If Bourn doesn’t accept that offer and signs with another team, the Braves would get a supplemental first round pick, and the team he signs with would have to forfeit a first round pick (assuming it’s not in the first 10 overall picks, which are protected, and in that case the team would forfeit its next highest pick). The Braves wouldn’t be rewarded that first round pick, though, it would just disappear. The first round would just get shortened.
Bourn could still sign with the Braves if he doesn’t accept the qualifying offer.
Players can file for free agency as soon as the World Series ends. Teams can make qualifying offers for five days after the season. Free agents have an additional seven days to accept or decline that offer.
Other Braves due to become free agents, but who wouldn’t command a qualifying offer are: David Ross, Eric Hinske, Lyle Overbay, Chad Durbin, Peter Moylan, Jeff Baker, Matt Diaz, Reed Johnson, and Miguel Batista.
The Braves have until three days after the World Series to come to a decision on the options for Brian McCann ($12 million), Tim Hudson ($9 million) and Paul Maholm ($6.5 million). I’d be surprised if all three aren’t picked up, but we’ll see how that goes. In case you missed it, here’s DOB’s story on McCann’s shoulder surgery and Mark Bradley’s take on the Braves’ upcoming decision.
Braves players eligible for arbitration this year are Martin Prado, Eric O’Flaherty, Jair Jurrjens (likely to be non-tendered), Tommy Hanson, Kris Medlen, Paul Janish, Jason Heyward, Jonny Venters, and Cristhian Martinez.
The Braves have about two dozen players playing winter ball in Latin America and in the Arizona Fall League – players like Evan Gattis, who are trying to make up for time they lost during the season because of injuries. It looks like the power-hitting catcher/left fielder and Fredi Gonzalez favorite is making the most of his time in Venezuela.
Gattis, who missed six weeks of his Double-A season with strained ligaments in his left wrist, got off to a hot start with the club in Zulia, Venezuela.
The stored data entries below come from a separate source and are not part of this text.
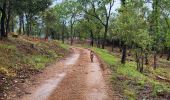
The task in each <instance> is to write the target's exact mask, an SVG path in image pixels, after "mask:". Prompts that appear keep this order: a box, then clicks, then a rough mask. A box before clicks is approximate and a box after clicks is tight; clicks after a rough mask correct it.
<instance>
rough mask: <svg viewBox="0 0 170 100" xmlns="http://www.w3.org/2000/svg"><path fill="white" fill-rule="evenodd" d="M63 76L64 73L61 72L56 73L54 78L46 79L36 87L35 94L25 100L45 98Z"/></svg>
mask: <svg viewBox="0 0 170 100" xmlns="http://www.w3.org/2000/svg"><path fill="white" fill-rule="evenodd" d="M65 76H66V73H61V74H57V75H56V77H55V78H52V79H50V80H46V81H45V83H44V84H43V85H42V86H40V87H39V88H38V89H37V91H36V92H35V94H33V95H32V96H30V97H31V98H29V99H27V100H47V98H48V96H50V94H51V93H52V92H53V91H54V89H56V87H57V86H58V85H59V83H60V82H61V81H62V80H63V78H64V77H65Z"/></svg>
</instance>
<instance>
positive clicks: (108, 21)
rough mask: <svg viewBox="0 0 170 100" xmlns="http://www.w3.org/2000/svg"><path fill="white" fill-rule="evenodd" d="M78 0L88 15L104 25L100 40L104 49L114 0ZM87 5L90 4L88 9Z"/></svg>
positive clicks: (113, 2) (108, 27)
mask: <svg viewBox="0 0 170 100" xmlns="http://www.w3.org/2000/svg"><path fill="white" fill-rule="evenodd" d="M80 2H81V5H82V6H83V11H84V12H85V13H86V14H88V15H89V16H92V17H94V18H96V19H97V20H98V21H99V22H100V23H101V24H102V25H103V26H104V29H105V30H104V35H103V40H102V48H103V49H104V47H105V44H106V39H107V33H108V28H109V21H110V17H111V11H112V8H113V5H114V0H92V1H91V0H85V1H84V0H83V1H82V0H80ZM88 6H90V9H88Z"/></svg>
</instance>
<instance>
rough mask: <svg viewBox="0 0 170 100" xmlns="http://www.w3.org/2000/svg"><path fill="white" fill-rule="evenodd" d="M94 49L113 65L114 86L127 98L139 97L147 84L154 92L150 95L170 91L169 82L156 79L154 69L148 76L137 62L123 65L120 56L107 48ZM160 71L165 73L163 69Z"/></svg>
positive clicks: (162, 92) (150, 72) (159, 69)
mask: <svg viewBox="0 0 170 100" xmlns="http://www.w3.org/2000/svg"><path fill="white" fill-rule="evenodd" d="M92 50H94V51H95V52H96V53H97V54H98V55H99V57H100V58H101V59H102V60H104V61H105V62H106V63H107V64H109V65H111V66H112V67H111V68H112V71H113V73H112V74H113V76H112V83H113V86H114V87H117V88H118V91H120V93H122V95H124V96H125V98H126V99H128V100H134V99H137V98H138V96H139V94H138V93H141V92H142V90H143V89H145V88H144V87H145V86H149V87H150V88H151V90H152V92H151V94H149V95H150V96H153V97H157V95H158V94H159V93H170V87H169V84H166V83H164V82H159V81H157V80H155V77H154V75H155V74H153V73H154V71H153V70H152V71H149V73H147V74H148V75H147V76H146V75H144V74H142V73H140V72H138V71H137V70H136V66H135V62H128V63H126V64H125V65H122V64H121V63H120V62H119V60H118V58H116V57H115V56H113V55H112V54H110V53H109V52H108V51H107V50H103V49H98V48H92ZM110 59H112V60H110ZM161 70H162V69H157V71H156V72H157V73H159V71H161ZM164 71H165V70H164ZM166 72H168V71H166ZM160 73H163V71H161V72H160ZM156 75H157V74H156ZM115 89H116V88H115ZM148 91H150V90H148Z"/></svg>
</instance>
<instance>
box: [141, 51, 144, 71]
mask: <svg viewBox="0 0 170 100" xmlns="http://www.w3.org/2000/svg"><path fill="white" fill-rule="evenodd" d="M143 61H144V57H143V55H142V52H141V66H140V72H141V73H143Z"/></svg>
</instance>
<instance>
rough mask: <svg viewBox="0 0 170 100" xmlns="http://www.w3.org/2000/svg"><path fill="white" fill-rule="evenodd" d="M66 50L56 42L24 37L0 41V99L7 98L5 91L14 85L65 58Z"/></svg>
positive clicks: (8, 38) (60, 44)
mask: <svg viewBox="0 0 170 100" xmlns="http://www.w3.org/2000/svg"><path fill="white" fill-rule="evenodd" d="M68 48H69V47H68V46H67V45H65V44H62V43H61V42H58V41H53V40H51V41H45V40H44V39H39V38H31V37H25V36H20V37H19V38H12V37H9V38H8V39H7V40H3V41H0V55H1V56H0V91H1V92H0V97H4V95H5V96H7V94H6V93H7V91H9V90H11V89H14V88H15V87H14V86H15V84H19V83H20V82H21V83H22V82H24V81H25V79H27V78H29V77H30V76H31V75H35V74H37V73H40V72H41V70H42V69H44V68H45V67H46V66H48V64H50V63H52V62H54V61H56V60H58V59H60V58H62V57H63V56H65V55H66V54H67V53H68ZM16 80H17V81H16ZM1 99H2V98H1Z"/></svg>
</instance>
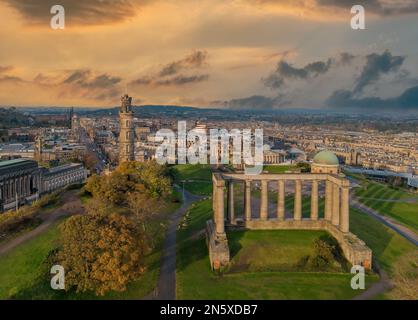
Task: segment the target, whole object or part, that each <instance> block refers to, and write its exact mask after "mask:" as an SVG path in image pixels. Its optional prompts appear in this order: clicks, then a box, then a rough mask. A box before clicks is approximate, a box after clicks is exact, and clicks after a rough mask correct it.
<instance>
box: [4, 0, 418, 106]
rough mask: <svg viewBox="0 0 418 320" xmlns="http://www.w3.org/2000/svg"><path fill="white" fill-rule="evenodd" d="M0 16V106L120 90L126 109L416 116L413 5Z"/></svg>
mask: <svg viewBox="0 0 418 320" xmlns="http://www.w3.org/2000/svg"><path fill="white" fill-rule="evenodd" d="M54 4H61V5H63V6H64V8H65V10H66V25H65V29H64V30H52V29H51V28H50V19H51V17H52V15H51V14H50V8H51V6H52V5H54ZM354 4H364V6H365V9H366V30H352V29H351V27H350V19H351V16H352V14H351V13H350V8H351V6H352V5H354ZM0 17H1V19H0V105H2V106H11V105H13V106H97V107H108V106H115V105H117V104H118V103H119V96H120V95H121V94H123V93H124V92H125V91H126V90H127V91H128V92H129V94H130V95H132V96H133V97H134V103H135V104H175V105H189V106H197V107H206V106H211V107H234V108H244V107H251V108H257V107H260V108H261V107H262V108H276V107H303V108H325V107H334V108H338V107H351V106H352V105H357V106H360V107H363V106H364V107H377V106H378V105H380V104H381V105H383V106H387V107H390V108H403V107H406V108H415V107H416V108H417V110H418V2H417V1H415V0H368V1H360V0H359V1H354V0H352V1H350V0H341V1H338V0H282V1H278V0H277V1H274V0H258V1H257V0H230V1H228V0H181V1H179V0H167V1H162V0H161V1H159V0H115V1H111V0H108V1H106V0H102V1H101V0H83V1H75V0H73V1H71V0H60V1H57V0H0Z"/></svg>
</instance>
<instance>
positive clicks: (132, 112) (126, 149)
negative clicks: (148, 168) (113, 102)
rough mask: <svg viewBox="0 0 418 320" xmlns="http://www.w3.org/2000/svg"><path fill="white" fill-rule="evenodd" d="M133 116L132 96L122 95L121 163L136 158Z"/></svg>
mask: <svg viewBox="0 0 418 320" xmlns="http://www.w3.org/2000/svg"><path fill="white" fill-rule="evenodd" d="M133 117H134V112H133V110H132V97H129V96H128V95H127V94H125V95H124V96H122V97H121V107H120V110H119V122H120V132H119V163H122V162H125V161H134V160H135V143H134V137H135V131H134V122H133V120H134V119H133Z"/></svg>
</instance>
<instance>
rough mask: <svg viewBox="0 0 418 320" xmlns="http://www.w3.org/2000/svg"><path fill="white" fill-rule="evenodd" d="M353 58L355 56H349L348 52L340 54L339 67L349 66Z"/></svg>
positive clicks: (340, 53) (350, 55)
mask: <svg viewBox="0 0 418 320" xmlns="http://www.w3.org/2000/svg"><path fill="white" fill-rule="evenodd" d="M355 58H356V56H355V55H353V54H351V53H349V52H342V53H340V56H339V59H338V62H339V63H340V64H341V65H349V64H351V62H353V60H354V59H355Z"/></svg>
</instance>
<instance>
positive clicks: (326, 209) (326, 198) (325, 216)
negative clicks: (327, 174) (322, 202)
mask: <svg viewBox="0 0 418 320" xmlns="http://www.w3.org/2000/svg"><path fill="white" fill-rule="evenodd" d="M331 217H332V182H331V181H328V180H327V181H326V182H325V215H324V218H325V220H326V221H331Z"/></svg>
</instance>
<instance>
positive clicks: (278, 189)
mask: <svg viewBox="0 0 418 320" xmlns="http://www.w3.org/2000/svg"><path fill="white" fill-rule="evenodd" d="M284 188H285V181H284V180H279V181H277V219H279V220H284V218H285V189H284Z"/></svg>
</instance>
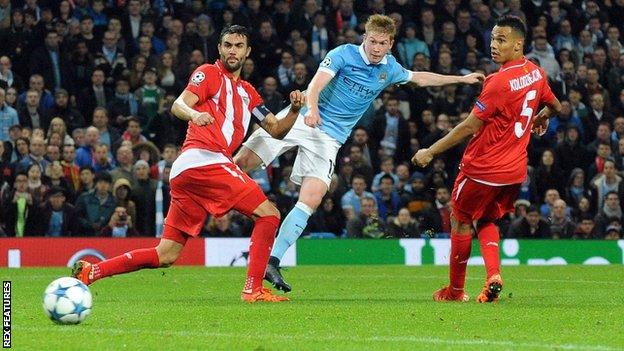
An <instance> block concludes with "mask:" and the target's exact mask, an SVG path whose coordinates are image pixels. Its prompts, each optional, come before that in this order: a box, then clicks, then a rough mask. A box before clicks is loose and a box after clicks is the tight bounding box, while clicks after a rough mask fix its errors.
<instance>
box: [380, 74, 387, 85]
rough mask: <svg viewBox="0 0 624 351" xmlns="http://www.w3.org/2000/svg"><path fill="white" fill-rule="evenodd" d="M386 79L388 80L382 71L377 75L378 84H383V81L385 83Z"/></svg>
mask: <svg viewBox="0 0 624 351" xmlns="http://www.w3.org/2000/svg"><path fill="white" fill-rule="evenodd" d="M386 79H388V73H386V72H385V71H384V72H381V73H380V74H379V83H383V82H385V81H386Z"/></svg>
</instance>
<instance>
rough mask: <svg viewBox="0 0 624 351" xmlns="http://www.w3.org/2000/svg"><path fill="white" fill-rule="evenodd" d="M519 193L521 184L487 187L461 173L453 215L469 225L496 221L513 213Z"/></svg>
mask: <svg viewBox="0 0 624 351" xmlns="http://www.w3.org/2000/svg"><path fill="white" fill-rule="evenodd" d="M519 193H520V184H511V185H502V186H493V185H486V184H483V183H479V182H476V181H474V180H473V179H470V178H468V177H467V176H466V175H465V174H464V173H463V172H461V171H460V172H459V174H458V175H457V179H455V186H454V187H453V194H452V200H453V215H454V216H455V218H456V219H457V220H459V221H460V222H463V223H469V224H471V223H472V221H475V220H479V219H483V220H487V221H494V220H497V219H499V218H501V217H502V216H503V215H504V214H505V213H507V212H511V211H513V209H514V202H515V201H516V199H517V198H518V194H519Z"/></svg>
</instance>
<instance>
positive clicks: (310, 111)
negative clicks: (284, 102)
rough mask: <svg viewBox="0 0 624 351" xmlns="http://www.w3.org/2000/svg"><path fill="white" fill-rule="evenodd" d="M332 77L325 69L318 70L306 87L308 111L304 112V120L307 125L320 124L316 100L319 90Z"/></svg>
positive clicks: (320, 115) (314, 74) (322, 87)
mask: <svg viewBox="0 0 624 351" xmlns="http://www.w3.org/2000/svg"><path fill="white" fill-rule="evenodd" d="M332 78H334V76H333V75H331V74H330V73H328V72H327V71H326V70H320V69H319V70H318V71H316V74H314V77H312V80H311V81H310V84H309V85H308V89H307V90H306V105H307V107H308V111H307V112H306V115H305V119H304V122H305V124H306V125H308V126H309V127H312V128H314V127H316V126H317V125H319V124H321V115H320V114H319V109H318V100H319V96H320V95H321V91H322V90H323V89H324V88H325V87H326V86H327V84H329V82H330V81H331V80H332Z"/></svg>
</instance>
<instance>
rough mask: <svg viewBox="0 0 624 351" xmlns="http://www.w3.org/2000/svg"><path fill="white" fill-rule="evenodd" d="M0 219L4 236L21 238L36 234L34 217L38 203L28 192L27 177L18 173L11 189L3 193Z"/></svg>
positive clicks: (38, 204)
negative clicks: (4, 235)
mask: <svg viewBox="0 0 624 351" xmlns="http://www.w3.org/2000/svg"><path fill="white" fill-rule="evenodd" d="M3 195H4V196H3V199H2V217H3V218H4V232H5V234H6V236H13V237H23V236H26V235H32V234H33V233H36V231H35V228H36V225H37V221H39V218H38V216H37V215H36V211H37V207H38V206H39V203H37V202H36V201H35V199H34V198H33V196H32V195H31V193H30V192H29V191H28V176H27V175H26V173H18V174H17V175H16V176H15V182H14V183H13V189H12V190H11V191H5V192H3Z"/></svg>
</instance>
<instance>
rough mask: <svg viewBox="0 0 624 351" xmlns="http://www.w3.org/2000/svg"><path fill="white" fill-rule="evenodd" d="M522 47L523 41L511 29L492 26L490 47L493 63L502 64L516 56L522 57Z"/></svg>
mask: <svg viewBox="0 0 624 351" xmlns="http://www.w3.org/2000/svg"><path fill="white" fill-rule="evenodd" d="M522 45H523V40H522V39H521V38H520V37H519V35H518V34H516V33H515V32H514V31H513V30H512V29H511V27H499V26H494V29H492V41H491V43H490V47H491V50H492V60H494V62H496V63H498V64H504V63H505V62H507V61H511V60H513V59H515V58H516V57H517V56H518V55H522V49H523V48H522Z"/></svg>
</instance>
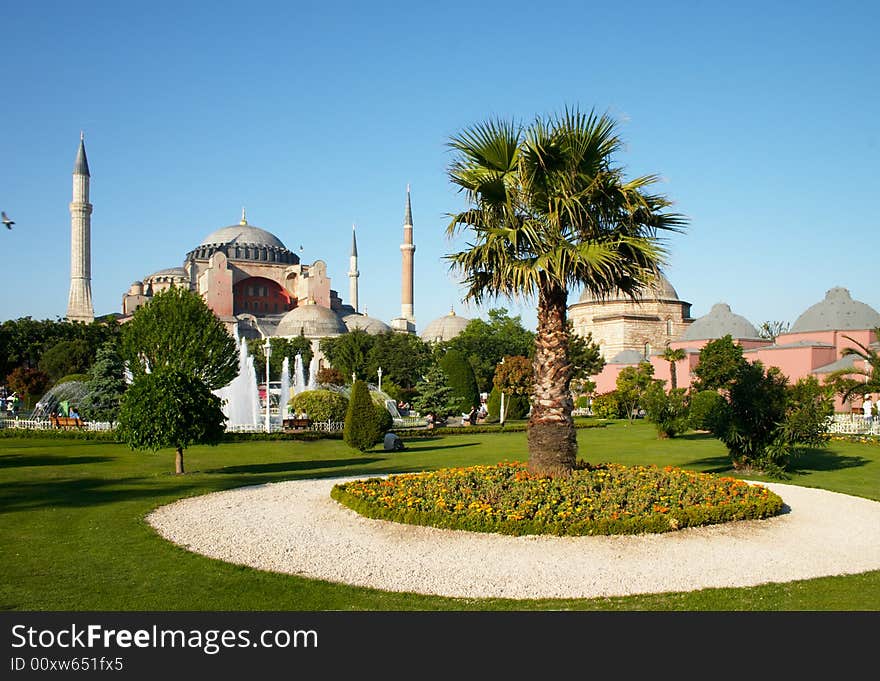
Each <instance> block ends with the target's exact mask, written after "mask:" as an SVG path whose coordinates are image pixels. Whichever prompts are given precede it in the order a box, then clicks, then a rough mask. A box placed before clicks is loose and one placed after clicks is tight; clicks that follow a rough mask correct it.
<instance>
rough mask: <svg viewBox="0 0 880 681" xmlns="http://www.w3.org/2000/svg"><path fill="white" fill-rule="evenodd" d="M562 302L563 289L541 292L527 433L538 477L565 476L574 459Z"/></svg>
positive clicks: (535, 469)
mask: <svg viewBox="0 0 880 681" xmlns="http://www.w3.org/2000/svg"><path fill="white" fill-rule="evenodd" d="M567 303H568V291H566V290H565V289H564V288H561V287H559V286H556V285H553V284H545V285H544V286H542V287H541V289H540V292H539V294H538V329H537V334H536V337H535V358H534V361H533V367H534V376H535V384H534V387H533V391H532V413H531V416H530V417H529V428H528V443H529V470H530V471H531V472H532V473H534V474H537V475H549V476H553V477H556V476H567V475H570V474H571V471H572V470H573V469H574V465H575V460H576V457H577V437H576V433H575V429H574V420H573V419H572V417H571V412H572V409H573V406H574V405H573V403H572V399H571V390H570V386H569V384H570V383H571V371H572V370H571V364H570V363H569V361H568V333H567V332H566V328H565V318H566V308H567Z"/></svg>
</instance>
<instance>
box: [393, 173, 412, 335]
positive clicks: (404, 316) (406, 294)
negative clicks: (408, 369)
mask: <svg viewBox="0 0 880 681" xmlns="http://www.w3.org/2000/svg"><path fill="white" fill-rule="evenodd" d="M415 250H416V247H415V245H414V244H413V242H412V204H411V203H410V198H409V185H406V215H404V217H403V243H402V244H400V253H401V256H402V260H403V273H402V274H403V276H402V280H401V287H400V317H399V318H398V319H393V320H391V325H392V327H393V328H395V329H397V330H399V331H407V332H408V333H415V330H416V323H415V322H416V319H415V316H414V315H413V253H415ZM395 322H396V323H395Z"/></svg>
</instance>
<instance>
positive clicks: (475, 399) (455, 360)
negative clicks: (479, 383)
mask: <svg viewBox="0 0 880 681" xmlns="http://www.w3.org/2000/svg"><path fill="white" fill-rule="evenodd" d="M440 368H441V369H443V373H445V374H446V378H447V379H448V382H449V387H450V388H452V392H453V395H455V397H457V398H458V405H457V406H456V411H458V412H462V413H465V412H468V411H470V409H471V407H478V406H480V392H479V390H477V379H476V377H475V376H474V370H473V367H471V365H470V362H468V361H467V359H465V356H464V355H462V354H461V353H460V352H459V351H458V350H447V351H446V354H445V355H443V357H442V358H441V359H440Z"/></svg>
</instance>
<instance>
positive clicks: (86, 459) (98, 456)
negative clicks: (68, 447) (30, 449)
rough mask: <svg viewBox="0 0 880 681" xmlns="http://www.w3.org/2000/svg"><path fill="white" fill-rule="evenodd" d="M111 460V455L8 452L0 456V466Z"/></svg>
mask: <svg viewBox="0 0 880 681" xmlns="http://www.w3.org/2000/svg"><path fill="white" fill-rule="evenodd" d="M106 461H113V457H112V456H69V457H62V456H57V455H46V456H26V455H22V454H10V455H8V456H0V468H28V467H30V466H75V465H77V464H83V463H104V462H106Z"/></svg>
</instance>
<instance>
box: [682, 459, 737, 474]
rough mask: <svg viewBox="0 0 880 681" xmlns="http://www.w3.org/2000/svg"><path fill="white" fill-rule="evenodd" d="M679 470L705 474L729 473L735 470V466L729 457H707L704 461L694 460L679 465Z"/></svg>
mask: <svg viewBox="0 0 880 681" xmlns="http://www.w3.org/2000/svg"><path fill="white" fill-rule="evenodd" d="M677 467H678V468H687V469H696V470H698V471H701V472H703V473H729V472H731V471H732V470H733V464H732V463H731V461H730V457H728V456H707V457H704V458H702V459H694V460H693V461H687V462H685V463H683V464H679V465H678V466H677Z"/></svg>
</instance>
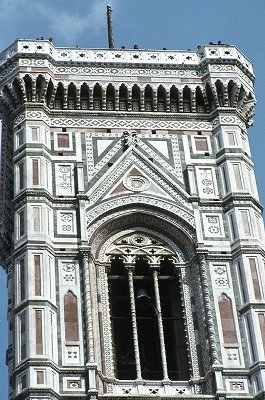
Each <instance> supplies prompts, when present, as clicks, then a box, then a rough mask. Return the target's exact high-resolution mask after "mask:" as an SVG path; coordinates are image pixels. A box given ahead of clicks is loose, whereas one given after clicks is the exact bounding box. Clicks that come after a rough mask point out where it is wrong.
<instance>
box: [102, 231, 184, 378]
mask: <svg viewBox="0 0 265 400" xmlns="http://www.w3.org/2000/svg"><path fill="white" fill-rule="evenodd" d="M137 241H138V243H139V245H137ZM123 242H124V244H125V243H126V239H124V240H123ZM131 242H134V246H127V247H128V248H127V249H126V248H125V247H124V246H123V245H121V246H123V249H122V250H121V251H120V250H119V249H117V252H116V253H122V252H123V250H124V251H125V252H126V251H127V253H128V254H133V253H134V257H133V258H130V260H131V261H132V260H133V262H130V263H128V262H127V261H128V260H126V258H124V257H123V256H122V255H117V254H115V251H114V254H113V255H112V256H111V257H112V260H111V266H110V269H109V271H108V287H109V302H110V318H111V325H112V344H113V360H114V373H115V376H116V378H117V379H121V380H124V379H126V380H134V379H140V378H142V379H145V380H163V379H171V380H188V379H190V372H189V363H188V360H189V357H188V349H187V344H186V337H185V328H184V326H185V325H184V316H183V310H182V303H181V287H180V283H179V275H178V272H177V269H176V268H175V267H174V265H173V262H172V260H171V257H170V255H169V256H166V255H165V253H168V254H169V253H170V252H169V251H165V249H162V248H161V246H160V245H159V244H158V243H157V242H156V241H155V240H153V239H150V238H148V237H146V236H143V235H134V236H133V238H132V240H131ZM121 243H122V242H121ZM152 252H153V254H158V253H159V252H160V253H162V252H163V253H164V254H163V256H161V257H158V258H157V255H156V257H155V258H154V259H152V257H150V254H152ZM159 258H160V261H159V263H157V260H158V259H159ZM155 260H156V262H155ZM124 337H126V341H125V340H124ZM173 349H174V351H172V350H173Z"/></svg>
He opened winter ball with a six-game hitting streak, while batting 9-for-23 (.391) with four doubles, a home run and eight RBIs over that stretch. It looks like the pitchers caught on a little bit after that – he was 2-for-14 in his next four games – but Gattis was still hitting .297 (11-for-37) in his first 10 games through Sunday.
Gattis probably doesn’t figure into the Braves immediate plans, but he should get his second straight invitation to big league camp in spring training, and if keeps doing what he’s doing, who knows? He could give the Braves a power-hitting right-handed bat they’ve needed.
Before Gattis’ injury last year, he had hit .336 with 12 doubles, 13 home runs and 43 RBIs in 140 at-bats between high A Lynchburg and Double-A Mississippi. He hit 22 home runs in 88 games a year ago in Class A Rome.